What works well: - Set a regular cadence (monthly or quarterly) to review and update product data. - Assign clear ownership. Someone needs to own product data hygiene. - Use versioning or backups. Save your last “good” import file in case you need to roll back.

What to ignore: - Overcomplicated syncing tools unless you have a huge catalog. For most teams, a well-managed spreadsheet and regular updates do the trick. - Manual updates for every little change. Batch them if you can.

Pro tip: Keep a change log. Even a simple Google Doc noting what you changed and when can save you hours of detective work later.


Step 6: Integrate with the Rest of Your GTM Stack

Leveragepoint is just one part of your GTM puzzle. If your product data doesn’t match what’s in your CRM, quoting tool, or website, you’ll confuse everyone.

How to keep things in sync: - Align on one “source of truth” for product data. Usually, this is your ERP or PIM. - Use exports/imports to keep systems aligned, or explore APIs if you’re comfortable with tech. - Double-check that naming, pricing, and status are consistent across systems.

What not to worry about: - Perfect real-time sync. Unless your catalog changes hourly, daily or weekly updates are plenty for most teams. - Fancy middleware unless you’re dealing with huge volume or complex integrations.


Step 7: Train Your Team (and Yourself)

No system works if only one person knows how it operates. Make sure the basics are clear for everyone who touches product data.

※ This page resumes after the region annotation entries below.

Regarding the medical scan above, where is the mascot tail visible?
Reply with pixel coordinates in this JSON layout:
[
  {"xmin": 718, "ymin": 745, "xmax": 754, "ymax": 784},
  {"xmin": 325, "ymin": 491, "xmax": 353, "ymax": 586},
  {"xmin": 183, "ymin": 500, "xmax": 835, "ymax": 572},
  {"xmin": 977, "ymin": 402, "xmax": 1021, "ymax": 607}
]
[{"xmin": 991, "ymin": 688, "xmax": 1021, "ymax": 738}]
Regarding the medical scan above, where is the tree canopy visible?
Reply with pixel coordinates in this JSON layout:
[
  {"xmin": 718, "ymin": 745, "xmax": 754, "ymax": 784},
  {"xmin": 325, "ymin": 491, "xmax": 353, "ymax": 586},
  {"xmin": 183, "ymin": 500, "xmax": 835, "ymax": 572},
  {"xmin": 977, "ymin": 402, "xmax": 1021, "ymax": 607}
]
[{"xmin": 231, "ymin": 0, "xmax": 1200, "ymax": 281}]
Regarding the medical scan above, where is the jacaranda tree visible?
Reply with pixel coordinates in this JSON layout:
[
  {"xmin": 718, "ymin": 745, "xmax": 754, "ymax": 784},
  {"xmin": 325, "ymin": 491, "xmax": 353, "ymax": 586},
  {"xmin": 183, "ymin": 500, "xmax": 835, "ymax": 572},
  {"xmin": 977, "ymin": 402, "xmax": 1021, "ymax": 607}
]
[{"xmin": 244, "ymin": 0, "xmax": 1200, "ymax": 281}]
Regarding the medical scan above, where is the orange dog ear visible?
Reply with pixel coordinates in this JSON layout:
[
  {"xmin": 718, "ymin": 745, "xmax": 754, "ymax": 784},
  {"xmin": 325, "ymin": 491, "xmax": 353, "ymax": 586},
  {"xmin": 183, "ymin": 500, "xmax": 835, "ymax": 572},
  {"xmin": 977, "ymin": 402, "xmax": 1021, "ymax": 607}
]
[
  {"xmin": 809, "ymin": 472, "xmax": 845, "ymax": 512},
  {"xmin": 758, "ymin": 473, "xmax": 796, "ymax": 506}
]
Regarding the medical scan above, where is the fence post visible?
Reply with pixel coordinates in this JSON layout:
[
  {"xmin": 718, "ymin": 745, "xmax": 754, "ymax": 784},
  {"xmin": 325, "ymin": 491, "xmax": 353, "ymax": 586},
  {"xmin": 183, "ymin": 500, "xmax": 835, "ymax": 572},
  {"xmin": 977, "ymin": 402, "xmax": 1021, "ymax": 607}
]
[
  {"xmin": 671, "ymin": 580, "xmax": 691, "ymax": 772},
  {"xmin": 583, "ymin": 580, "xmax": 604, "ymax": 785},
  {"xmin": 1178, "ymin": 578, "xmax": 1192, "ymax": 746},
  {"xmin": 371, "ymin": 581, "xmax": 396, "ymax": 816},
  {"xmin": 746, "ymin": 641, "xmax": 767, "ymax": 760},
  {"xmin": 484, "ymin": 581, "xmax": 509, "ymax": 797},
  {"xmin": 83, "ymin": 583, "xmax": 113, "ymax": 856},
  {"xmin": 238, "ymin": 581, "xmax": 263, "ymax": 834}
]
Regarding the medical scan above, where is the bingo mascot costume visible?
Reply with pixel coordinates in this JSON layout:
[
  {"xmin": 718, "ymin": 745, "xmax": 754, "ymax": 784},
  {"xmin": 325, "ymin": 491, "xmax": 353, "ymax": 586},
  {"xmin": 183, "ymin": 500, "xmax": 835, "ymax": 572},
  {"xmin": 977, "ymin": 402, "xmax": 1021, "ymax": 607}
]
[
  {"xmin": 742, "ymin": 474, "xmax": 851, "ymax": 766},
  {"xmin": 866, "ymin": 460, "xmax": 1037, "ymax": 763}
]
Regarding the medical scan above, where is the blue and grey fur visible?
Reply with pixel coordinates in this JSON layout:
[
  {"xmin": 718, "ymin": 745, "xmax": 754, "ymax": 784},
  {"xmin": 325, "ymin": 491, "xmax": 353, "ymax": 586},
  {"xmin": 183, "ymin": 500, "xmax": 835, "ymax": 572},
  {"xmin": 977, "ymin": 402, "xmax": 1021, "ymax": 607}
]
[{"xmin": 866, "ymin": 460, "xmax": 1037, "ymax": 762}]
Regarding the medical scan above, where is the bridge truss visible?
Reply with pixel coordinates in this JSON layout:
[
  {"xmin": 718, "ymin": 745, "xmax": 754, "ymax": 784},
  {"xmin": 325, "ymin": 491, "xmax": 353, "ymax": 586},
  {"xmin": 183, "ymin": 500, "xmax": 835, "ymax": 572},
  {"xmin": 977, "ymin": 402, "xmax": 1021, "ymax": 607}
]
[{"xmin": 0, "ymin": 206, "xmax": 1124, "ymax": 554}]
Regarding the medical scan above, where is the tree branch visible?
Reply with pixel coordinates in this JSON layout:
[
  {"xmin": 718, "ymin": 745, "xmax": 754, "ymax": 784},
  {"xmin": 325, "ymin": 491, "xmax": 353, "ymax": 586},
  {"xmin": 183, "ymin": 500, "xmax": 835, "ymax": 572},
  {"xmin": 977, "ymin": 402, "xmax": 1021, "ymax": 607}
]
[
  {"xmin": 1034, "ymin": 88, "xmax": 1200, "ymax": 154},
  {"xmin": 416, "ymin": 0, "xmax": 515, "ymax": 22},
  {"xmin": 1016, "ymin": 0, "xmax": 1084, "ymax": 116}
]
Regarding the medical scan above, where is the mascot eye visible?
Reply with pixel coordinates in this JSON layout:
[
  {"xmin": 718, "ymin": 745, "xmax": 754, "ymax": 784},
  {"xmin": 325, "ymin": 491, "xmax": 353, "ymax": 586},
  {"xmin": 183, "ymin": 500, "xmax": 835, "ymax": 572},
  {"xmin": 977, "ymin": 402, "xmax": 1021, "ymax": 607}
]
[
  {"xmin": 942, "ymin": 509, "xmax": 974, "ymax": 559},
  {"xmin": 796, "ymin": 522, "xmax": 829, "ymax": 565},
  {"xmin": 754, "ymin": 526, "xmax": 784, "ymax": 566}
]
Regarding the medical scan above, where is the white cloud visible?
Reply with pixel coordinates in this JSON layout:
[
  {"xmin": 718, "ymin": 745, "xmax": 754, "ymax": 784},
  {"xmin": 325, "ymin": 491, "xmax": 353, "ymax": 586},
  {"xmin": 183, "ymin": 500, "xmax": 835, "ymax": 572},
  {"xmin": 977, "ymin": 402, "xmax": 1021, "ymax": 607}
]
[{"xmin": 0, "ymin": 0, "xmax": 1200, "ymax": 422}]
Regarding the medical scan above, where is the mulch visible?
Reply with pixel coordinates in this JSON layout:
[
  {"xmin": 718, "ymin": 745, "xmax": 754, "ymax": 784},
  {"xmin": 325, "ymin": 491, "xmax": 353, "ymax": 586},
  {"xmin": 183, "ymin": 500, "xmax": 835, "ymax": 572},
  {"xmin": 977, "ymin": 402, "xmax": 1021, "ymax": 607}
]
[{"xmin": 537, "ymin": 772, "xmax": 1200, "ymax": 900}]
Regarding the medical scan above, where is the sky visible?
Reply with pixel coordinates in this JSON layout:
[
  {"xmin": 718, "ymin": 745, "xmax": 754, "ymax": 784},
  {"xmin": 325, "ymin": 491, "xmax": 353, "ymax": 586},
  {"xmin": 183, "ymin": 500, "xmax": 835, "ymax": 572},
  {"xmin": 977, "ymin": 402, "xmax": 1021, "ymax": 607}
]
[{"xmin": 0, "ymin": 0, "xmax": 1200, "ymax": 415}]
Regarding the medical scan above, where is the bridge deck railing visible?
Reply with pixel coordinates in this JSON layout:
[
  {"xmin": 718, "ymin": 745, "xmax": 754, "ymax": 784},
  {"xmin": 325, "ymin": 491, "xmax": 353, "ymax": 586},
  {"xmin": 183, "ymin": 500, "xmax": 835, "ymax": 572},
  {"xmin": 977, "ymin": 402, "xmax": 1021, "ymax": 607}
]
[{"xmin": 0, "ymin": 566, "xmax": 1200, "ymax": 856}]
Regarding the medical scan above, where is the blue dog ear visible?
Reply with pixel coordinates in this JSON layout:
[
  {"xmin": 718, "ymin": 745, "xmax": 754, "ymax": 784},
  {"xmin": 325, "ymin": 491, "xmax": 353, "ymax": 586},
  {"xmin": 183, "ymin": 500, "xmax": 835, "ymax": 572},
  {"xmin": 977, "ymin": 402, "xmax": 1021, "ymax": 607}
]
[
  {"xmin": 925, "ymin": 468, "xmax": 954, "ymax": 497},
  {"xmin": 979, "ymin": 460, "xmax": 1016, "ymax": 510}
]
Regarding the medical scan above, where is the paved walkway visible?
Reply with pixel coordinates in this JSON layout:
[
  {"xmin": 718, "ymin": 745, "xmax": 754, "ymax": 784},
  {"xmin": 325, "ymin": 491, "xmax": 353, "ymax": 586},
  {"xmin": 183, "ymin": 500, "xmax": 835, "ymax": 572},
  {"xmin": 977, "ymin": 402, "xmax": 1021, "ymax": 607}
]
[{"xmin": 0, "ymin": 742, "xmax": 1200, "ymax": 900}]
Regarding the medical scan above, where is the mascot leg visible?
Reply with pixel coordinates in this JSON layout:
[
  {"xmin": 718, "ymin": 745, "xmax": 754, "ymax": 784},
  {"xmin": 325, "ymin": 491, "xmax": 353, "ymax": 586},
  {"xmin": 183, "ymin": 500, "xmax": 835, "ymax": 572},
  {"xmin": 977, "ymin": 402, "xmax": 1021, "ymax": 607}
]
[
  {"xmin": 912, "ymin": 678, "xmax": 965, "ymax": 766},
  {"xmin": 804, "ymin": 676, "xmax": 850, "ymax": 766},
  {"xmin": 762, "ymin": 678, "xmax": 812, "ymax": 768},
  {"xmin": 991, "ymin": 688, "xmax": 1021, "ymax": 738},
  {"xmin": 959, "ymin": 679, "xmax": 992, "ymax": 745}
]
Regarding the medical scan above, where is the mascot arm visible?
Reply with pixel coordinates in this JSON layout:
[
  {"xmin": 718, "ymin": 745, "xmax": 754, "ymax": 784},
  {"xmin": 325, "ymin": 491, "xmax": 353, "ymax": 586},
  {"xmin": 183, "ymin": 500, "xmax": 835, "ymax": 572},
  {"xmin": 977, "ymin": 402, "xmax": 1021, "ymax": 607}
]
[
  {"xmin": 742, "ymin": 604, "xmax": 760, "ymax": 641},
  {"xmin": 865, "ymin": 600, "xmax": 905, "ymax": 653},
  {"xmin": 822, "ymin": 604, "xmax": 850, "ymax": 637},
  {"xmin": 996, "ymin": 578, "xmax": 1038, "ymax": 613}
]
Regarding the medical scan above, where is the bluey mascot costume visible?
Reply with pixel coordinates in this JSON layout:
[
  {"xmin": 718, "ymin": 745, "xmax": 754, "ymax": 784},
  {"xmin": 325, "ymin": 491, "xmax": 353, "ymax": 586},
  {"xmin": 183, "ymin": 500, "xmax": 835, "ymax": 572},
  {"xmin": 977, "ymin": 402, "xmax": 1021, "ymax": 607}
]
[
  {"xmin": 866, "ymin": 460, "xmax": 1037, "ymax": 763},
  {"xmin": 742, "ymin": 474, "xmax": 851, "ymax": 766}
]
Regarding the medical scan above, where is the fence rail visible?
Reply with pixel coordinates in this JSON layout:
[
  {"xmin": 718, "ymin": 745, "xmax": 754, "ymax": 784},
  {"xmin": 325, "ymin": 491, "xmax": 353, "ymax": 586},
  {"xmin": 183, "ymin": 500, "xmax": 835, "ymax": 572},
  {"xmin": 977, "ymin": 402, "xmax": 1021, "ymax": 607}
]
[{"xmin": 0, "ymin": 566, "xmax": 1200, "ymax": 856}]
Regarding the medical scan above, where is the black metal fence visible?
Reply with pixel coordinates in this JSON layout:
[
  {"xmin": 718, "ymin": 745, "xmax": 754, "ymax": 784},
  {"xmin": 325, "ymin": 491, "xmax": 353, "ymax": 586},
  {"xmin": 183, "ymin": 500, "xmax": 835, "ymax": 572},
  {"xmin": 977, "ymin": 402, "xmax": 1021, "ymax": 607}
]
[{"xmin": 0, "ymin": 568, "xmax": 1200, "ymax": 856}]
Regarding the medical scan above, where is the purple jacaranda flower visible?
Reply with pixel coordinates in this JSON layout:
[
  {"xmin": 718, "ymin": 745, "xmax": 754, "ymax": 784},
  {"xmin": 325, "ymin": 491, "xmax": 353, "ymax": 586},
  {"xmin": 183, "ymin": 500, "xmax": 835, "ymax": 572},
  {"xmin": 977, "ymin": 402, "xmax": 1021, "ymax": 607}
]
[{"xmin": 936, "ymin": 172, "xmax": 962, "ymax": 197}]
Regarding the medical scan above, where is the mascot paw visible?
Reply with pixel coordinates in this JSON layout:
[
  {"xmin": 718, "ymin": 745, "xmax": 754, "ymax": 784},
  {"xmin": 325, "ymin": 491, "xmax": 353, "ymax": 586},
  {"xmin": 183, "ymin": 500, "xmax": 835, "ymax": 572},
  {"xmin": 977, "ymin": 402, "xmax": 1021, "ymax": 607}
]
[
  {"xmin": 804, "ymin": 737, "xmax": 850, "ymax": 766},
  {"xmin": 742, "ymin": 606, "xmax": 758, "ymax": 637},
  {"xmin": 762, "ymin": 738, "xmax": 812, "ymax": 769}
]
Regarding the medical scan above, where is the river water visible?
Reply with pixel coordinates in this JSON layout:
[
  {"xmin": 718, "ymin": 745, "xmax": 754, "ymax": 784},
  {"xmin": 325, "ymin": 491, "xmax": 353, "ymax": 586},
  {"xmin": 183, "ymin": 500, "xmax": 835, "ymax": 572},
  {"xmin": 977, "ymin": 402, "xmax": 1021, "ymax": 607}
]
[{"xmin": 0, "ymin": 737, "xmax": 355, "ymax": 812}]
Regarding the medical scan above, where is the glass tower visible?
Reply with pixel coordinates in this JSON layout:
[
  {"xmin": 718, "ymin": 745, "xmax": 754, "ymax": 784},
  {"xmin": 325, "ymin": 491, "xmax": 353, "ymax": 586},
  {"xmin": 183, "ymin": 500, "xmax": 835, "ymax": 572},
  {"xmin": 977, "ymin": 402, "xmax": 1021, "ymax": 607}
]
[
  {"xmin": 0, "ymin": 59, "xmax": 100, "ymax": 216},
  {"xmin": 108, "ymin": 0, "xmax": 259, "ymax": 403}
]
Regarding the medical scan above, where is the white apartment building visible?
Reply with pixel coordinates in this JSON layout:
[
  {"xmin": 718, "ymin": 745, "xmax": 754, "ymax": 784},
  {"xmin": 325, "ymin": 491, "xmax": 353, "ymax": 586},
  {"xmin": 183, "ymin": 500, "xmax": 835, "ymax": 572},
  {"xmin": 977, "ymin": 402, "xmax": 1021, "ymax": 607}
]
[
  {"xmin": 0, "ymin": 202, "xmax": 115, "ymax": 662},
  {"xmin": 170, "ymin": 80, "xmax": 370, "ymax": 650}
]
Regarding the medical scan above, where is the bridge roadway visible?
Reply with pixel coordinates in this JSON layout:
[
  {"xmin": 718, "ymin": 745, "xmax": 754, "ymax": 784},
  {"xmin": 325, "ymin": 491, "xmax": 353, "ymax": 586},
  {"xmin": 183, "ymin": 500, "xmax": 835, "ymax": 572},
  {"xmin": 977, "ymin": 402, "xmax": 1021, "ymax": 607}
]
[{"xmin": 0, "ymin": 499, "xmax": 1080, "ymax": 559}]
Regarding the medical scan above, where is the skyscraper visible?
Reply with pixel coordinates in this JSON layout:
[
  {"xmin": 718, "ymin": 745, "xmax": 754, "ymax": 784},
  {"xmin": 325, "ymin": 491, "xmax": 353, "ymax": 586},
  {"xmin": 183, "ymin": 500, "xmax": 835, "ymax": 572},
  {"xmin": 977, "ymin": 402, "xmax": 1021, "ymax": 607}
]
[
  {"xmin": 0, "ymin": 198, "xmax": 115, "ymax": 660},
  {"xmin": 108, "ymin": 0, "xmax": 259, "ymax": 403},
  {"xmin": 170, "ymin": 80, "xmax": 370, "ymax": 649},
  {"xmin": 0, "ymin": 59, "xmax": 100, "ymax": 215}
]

What actually helps: - Quick walkthroughs of how to add, update, or search products in Leveragepoint - A cheat sheet of required fields and formats - Clear rules for who can make changes, and how to request updates

What doesn’t: - Endless documentation that nobody reads - Assuming everyone will “figure it out”—they won’t


What’s Worth Your Time (and What Isn’t)

Focus on: - Clean, consistent source data - Simple, regular import process - Quick spot-checks and clear ownership

Don’t get bogged down by: - Overengineering your process - Chasing edge cases unless they’re real problems - Trying to automate everything out of the gate


Keep It Simple—Iterate as You Go

Managing product data in Leveragepoint isn’t rocket science, but it’s easy to overcomplicate. Start with clean data, set up a simple import process, and build a habit of regular check-ins. As you scale, you can get fancier, but don’t let the perfect be the enemy of good. Make it easy for your team to keep things up to date, and you’ll avoid most of the pain that comes with messy GTM data.